生ける伝説とも言えるヒナリアにそう言われ、ファルカナは愛想笑いを返したものの、それで全て納得したわけではない。
ファルカナにとっては、獣人であろうと人族であろうと全てが等しい人間だった。そんな彼らを、神の指示だからと街ごと焼き払うことが、果たして正義と胸を張って言えるのだろうか。いくら神託だからと、そのような無慈悲な行いが無条件で許されるのだろうか。彼女には決してそうだとは思えなかったのだ。

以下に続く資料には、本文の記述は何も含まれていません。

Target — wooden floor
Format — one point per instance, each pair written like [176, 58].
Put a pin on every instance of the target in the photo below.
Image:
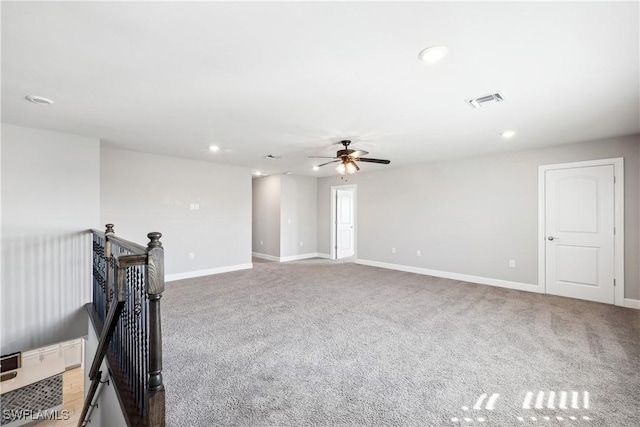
[72, 399]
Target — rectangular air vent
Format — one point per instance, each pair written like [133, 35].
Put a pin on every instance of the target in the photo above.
[481, 100]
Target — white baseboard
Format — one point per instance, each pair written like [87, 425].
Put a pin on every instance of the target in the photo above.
[207, 272]
[632, 303]
[289, 258]
[455, 276]
[265, 256]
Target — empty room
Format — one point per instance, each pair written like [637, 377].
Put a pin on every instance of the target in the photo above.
[320, 213]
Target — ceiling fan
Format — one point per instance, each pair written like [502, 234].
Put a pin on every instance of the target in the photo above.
[347, 159]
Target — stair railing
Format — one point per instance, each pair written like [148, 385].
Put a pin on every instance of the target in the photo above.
[128, 281]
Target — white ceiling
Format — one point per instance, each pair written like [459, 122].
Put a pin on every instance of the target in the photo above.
[290, 79]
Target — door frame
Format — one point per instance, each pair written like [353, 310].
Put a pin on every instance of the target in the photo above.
[618, 206]
[334, 227]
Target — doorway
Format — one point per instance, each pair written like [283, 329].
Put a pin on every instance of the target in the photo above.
[343, 221]
[581, 248]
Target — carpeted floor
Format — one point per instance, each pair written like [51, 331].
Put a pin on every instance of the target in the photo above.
[318, 343]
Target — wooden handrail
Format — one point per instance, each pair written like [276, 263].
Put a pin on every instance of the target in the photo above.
[130, 334]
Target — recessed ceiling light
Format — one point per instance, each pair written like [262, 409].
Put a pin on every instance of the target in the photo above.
[433, 54]
[40, 100]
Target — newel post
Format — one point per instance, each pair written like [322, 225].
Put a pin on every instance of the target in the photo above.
[107, 259]
[155, 286]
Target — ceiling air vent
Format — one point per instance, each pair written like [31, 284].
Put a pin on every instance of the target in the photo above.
[484, 99]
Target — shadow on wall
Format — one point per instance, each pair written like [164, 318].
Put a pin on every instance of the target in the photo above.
[46, 280]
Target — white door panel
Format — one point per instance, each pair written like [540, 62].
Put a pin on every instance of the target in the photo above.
[345, 219]
[579, 222]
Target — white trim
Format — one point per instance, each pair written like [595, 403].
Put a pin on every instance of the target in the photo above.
[207, 272]
[332, 226]
[265, 256]
[298, 257]
[618, 173]
[455, 276]
[291, 257]
[632, 303]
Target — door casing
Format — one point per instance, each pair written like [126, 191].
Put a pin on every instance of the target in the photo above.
[333, 228]
[618, 194]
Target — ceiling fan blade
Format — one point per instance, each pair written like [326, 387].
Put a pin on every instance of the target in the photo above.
[364, 159]
[332, 161]
[359, 153]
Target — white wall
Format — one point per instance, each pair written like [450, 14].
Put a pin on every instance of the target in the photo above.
[298, 223]
[266, 215]
[284, 215]
[50, 198]
[471, 216]
[142, 192]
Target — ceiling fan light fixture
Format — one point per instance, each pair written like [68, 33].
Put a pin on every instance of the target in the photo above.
[433, 54]
[40, 100]
[352, 167]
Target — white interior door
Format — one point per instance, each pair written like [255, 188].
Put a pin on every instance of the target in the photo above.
[579, 233]
[345, 235]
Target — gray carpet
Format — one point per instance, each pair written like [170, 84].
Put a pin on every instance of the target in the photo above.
[317, 343]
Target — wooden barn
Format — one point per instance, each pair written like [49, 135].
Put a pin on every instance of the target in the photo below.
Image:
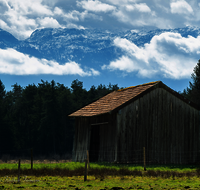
[117, 127]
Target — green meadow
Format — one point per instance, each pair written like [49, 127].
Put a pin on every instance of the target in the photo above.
[70, 175]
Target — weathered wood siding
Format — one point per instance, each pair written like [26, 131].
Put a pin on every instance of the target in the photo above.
[162, 123]
[81, 139]
[107, 133]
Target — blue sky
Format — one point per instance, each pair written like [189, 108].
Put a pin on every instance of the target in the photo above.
[168, 57]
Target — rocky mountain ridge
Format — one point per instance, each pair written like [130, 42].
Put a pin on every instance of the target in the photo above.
[88, 47]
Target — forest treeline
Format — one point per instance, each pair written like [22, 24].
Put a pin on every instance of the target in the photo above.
[37, 116]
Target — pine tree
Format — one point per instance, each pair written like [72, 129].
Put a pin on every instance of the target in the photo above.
[194, 86]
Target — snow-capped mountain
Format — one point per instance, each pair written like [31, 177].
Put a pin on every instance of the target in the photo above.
[88, 47]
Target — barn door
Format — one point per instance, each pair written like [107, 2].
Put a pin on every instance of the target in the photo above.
[94, 143]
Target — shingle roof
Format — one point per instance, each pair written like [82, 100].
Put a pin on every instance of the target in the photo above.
[113, 100]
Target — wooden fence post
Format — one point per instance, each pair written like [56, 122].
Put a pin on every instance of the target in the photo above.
[85, 176]
[31, 159]
[19, 171]
[88, 159]
[144, 158]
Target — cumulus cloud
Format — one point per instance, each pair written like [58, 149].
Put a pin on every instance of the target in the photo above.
[95, 6]
[49, 22]
[181, 7]
[16, 63]
[169, 55]
[142, 7]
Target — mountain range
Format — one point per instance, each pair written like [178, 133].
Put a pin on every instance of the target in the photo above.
[89, 47]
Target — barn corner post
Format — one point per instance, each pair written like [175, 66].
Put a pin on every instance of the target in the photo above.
[144, 155]
[85, 175]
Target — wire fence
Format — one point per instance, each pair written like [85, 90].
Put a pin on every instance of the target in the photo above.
[150, 157]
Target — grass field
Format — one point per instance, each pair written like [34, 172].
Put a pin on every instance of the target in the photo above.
[70, 175]
[109, 182]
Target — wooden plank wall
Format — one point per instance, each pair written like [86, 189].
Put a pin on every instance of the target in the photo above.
[107, 123]
[162, 123]
[81, 139]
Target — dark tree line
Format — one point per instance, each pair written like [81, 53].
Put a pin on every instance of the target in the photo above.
[36, 116]
[193, 91]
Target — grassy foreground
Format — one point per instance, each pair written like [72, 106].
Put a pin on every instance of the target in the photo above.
[75, 165]
[123, 182]
[101, 176]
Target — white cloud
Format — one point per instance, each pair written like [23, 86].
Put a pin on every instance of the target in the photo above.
[49, 22]
[142, 7]
[16, 63]
[95, 6]
[181, 7]
[168, 54]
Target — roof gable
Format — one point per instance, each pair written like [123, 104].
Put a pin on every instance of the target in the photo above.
[113, 100]
[119, 98]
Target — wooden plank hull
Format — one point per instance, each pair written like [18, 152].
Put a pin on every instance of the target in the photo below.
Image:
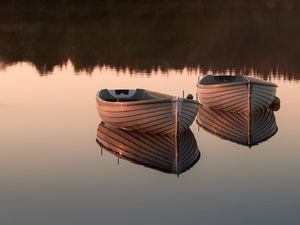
[152, 116]
[240, 96]
[160, 152]
[242, 128]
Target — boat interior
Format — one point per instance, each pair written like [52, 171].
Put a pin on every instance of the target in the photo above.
[220, 79]
[125, 95]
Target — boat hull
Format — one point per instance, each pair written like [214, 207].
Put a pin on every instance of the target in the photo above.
[241, 128]
[160, 152]
[164, 117]
[248, 94]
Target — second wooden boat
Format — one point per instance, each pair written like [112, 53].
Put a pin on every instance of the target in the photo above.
[146, 111]
[242, 128]
[235, 93]
[169, 154]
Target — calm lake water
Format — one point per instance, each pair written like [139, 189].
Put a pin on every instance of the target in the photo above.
[52, 170]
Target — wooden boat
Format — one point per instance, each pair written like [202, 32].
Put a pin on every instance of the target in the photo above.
[235, 93]
[160, 152]
[146, 111]
[242, 128]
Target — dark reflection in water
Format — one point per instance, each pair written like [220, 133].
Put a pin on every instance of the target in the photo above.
[242, 128]
[239, 36]
[159, 152]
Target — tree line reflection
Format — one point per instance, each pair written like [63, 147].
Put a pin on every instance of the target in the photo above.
[240, 36]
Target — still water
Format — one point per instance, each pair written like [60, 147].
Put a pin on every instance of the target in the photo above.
[55, 56]
[52, 170]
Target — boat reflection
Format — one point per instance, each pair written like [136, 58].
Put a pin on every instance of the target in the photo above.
[242, 128]
[168, 154]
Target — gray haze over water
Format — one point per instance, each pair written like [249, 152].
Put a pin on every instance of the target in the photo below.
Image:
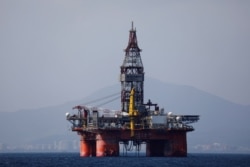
[54, 51]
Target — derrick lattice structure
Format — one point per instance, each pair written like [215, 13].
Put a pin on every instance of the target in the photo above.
[132, 73]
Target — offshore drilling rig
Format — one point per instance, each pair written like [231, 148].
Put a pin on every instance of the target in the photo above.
[137, 123]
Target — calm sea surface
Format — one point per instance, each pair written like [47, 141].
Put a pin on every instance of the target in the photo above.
[73, 159]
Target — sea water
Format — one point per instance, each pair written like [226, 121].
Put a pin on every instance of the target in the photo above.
[73, 159]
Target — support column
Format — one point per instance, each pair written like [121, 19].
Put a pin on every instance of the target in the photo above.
[87, 147]
[106, 146]
[180, 145]
[176, 145]
[155, 148]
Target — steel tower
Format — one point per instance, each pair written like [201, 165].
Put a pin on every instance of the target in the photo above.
[132, 73]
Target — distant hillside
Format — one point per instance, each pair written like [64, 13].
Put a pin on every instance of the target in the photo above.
[223, 125]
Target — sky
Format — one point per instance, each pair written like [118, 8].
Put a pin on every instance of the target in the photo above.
[55, 51]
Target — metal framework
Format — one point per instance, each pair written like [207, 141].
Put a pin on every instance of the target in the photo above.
[102, 131]
[132, 73]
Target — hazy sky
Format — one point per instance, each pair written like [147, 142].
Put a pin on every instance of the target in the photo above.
[54, 51]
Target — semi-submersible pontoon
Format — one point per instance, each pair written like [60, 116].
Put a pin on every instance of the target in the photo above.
[101, 131]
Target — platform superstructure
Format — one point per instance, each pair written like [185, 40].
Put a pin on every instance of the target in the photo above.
[137, 122]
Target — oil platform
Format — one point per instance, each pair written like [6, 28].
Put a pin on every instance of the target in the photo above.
[102, 134]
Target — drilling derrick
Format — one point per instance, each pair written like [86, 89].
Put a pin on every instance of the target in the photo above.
[103, 132]
[132, 73]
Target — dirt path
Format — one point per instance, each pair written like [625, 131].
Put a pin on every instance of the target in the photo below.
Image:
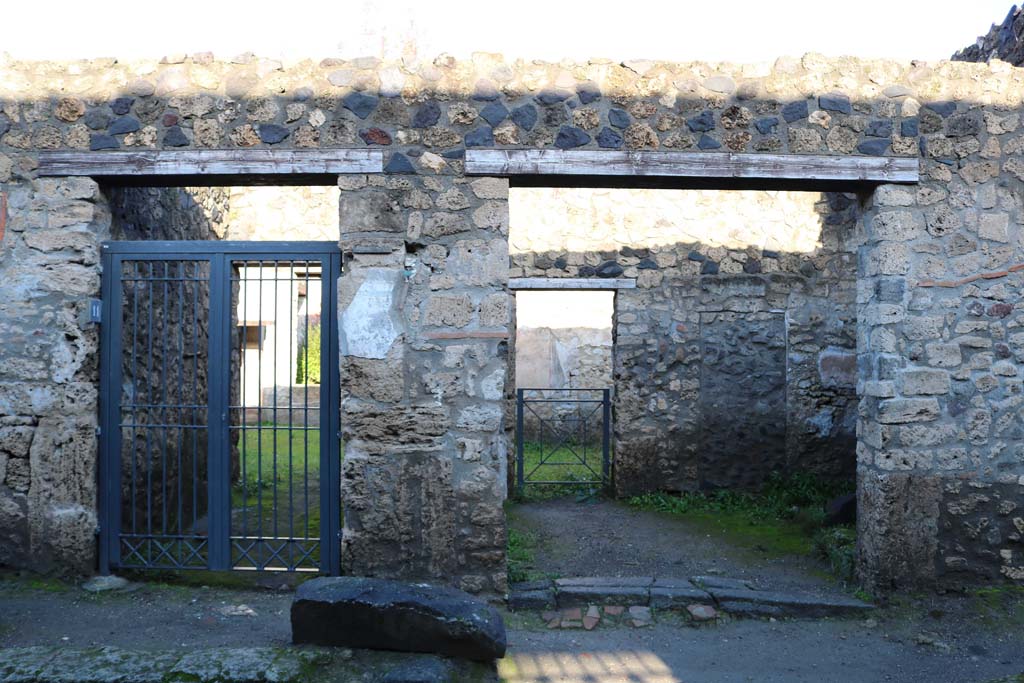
[609, 539]
[756, 650]
[944, 639]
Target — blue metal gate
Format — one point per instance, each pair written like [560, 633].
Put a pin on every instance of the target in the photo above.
[219, 406]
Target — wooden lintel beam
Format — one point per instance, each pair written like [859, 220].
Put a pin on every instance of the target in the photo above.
[691, 164]
[210, 162]
[571, 283]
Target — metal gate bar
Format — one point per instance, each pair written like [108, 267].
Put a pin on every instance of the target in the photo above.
[568, 417]
[171, 425]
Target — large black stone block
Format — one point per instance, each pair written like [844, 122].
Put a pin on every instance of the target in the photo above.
[377, 613]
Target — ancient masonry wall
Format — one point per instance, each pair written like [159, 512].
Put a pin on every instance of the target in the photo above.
[424, 330]
[751, 289]
[939, 315]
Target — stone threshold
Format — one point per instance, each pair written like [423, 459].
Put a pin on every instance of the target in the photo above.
[733, 596]
[232, 665]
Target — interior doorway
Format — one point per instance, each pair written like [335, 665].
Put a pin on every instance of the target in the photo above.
[563, 350]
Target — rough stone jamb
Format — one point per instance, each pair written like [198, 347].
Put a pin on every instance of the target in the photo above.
[48, 373]
[897, 507]
[425, 313]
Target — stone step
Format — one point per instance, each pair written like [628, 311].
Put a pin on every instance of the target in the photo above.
[734, 596]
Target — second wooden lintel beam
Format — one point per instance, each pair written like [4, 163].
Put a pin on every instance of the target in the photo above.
[691, 164]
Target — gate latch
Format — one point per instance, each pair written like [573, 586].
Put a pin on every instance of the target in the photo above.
[95, 310]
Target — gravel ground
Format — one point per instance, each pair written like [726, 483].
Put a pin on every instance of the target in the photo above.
[937, 639]
[610, 539]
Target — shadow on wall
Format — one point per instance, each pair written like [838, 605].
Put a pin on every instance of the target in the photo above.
[735, 355]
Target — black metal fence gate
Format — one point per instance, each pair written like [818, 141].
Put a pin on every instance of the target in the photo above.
[219, 393]
[563, 437]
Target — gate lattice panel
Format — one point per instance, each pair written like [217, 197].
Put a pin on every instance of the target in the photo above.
[563, 437]
[219, 395]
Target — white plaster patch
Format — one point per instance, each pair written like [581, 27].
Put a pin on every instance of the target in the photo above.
[493, 386]
[370, 324]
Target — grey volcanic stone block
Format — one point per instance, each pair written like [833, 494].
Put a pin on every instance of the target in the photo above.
[675, 597]
[770, 603]
[538, 599]
[578, 596]
[378, 613]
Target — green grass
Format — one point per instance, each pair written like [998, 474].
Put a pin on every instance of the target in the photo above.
[786, 517]
[274, 464]
[520, 556]
[542, 463]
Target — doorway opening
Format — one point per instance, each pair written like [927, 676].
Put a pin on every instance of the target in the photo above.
[219, 380]
[563, 390]
[733, 377]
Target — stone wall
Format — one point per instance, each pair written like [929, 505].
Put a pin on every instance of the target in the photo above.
[425, 314]
[431, 508]
[752, 289]
[48, 373]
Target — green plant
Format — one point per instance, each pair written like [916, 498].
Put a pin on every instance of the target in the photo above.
[307, 365]
[838, 546]
[520, 555]
[786, 516]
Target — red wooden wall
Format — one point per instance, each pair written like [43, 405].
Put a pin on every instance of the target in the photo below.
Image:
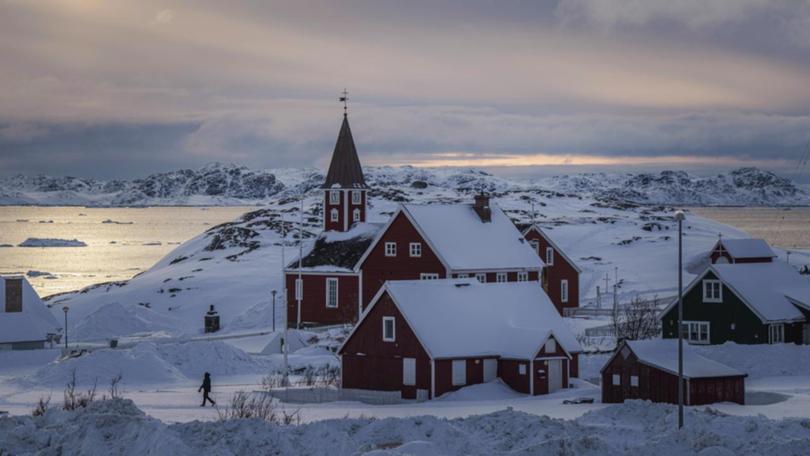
[313, 304]
[560, 270]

ファルカナは、憂いを秘めた瞳でリーダーのスレイヤード・ブレイブスを見つめる。
エルエーレ神聖王国の絶対的な英雄であり最強最高の戦士である彼も、おそらく何の疑いも持たず「神の指示」に従い、罪もない獣人たちを″浄化″しようとするだろう。果たしてそのとき、自分は彼を止めることができるのだろうか。ファルカナは何もできずにただ立ち尽くす自分の姿しか想像することができなかった。
「ウタくん……」
ファルカナは、幼馴染である友人ウタルダス・レスターシュミットの名を呟く。運命の悪戯により今では別々となっていたが、彼女にとってウタルダスは今も変わらぬ大切な友人であった。いつのまにかSランク冒険者になっていたのは彼女も心底驚いたが……。
英雄として立派に成長した彼と、彼のチームは──今回どのように動くのだろうか。
ファルカナはどこまでも青い空を眺めながら、まるで心の拠り所のように、優しい顔をした幼馴染のことを思い出すのだった。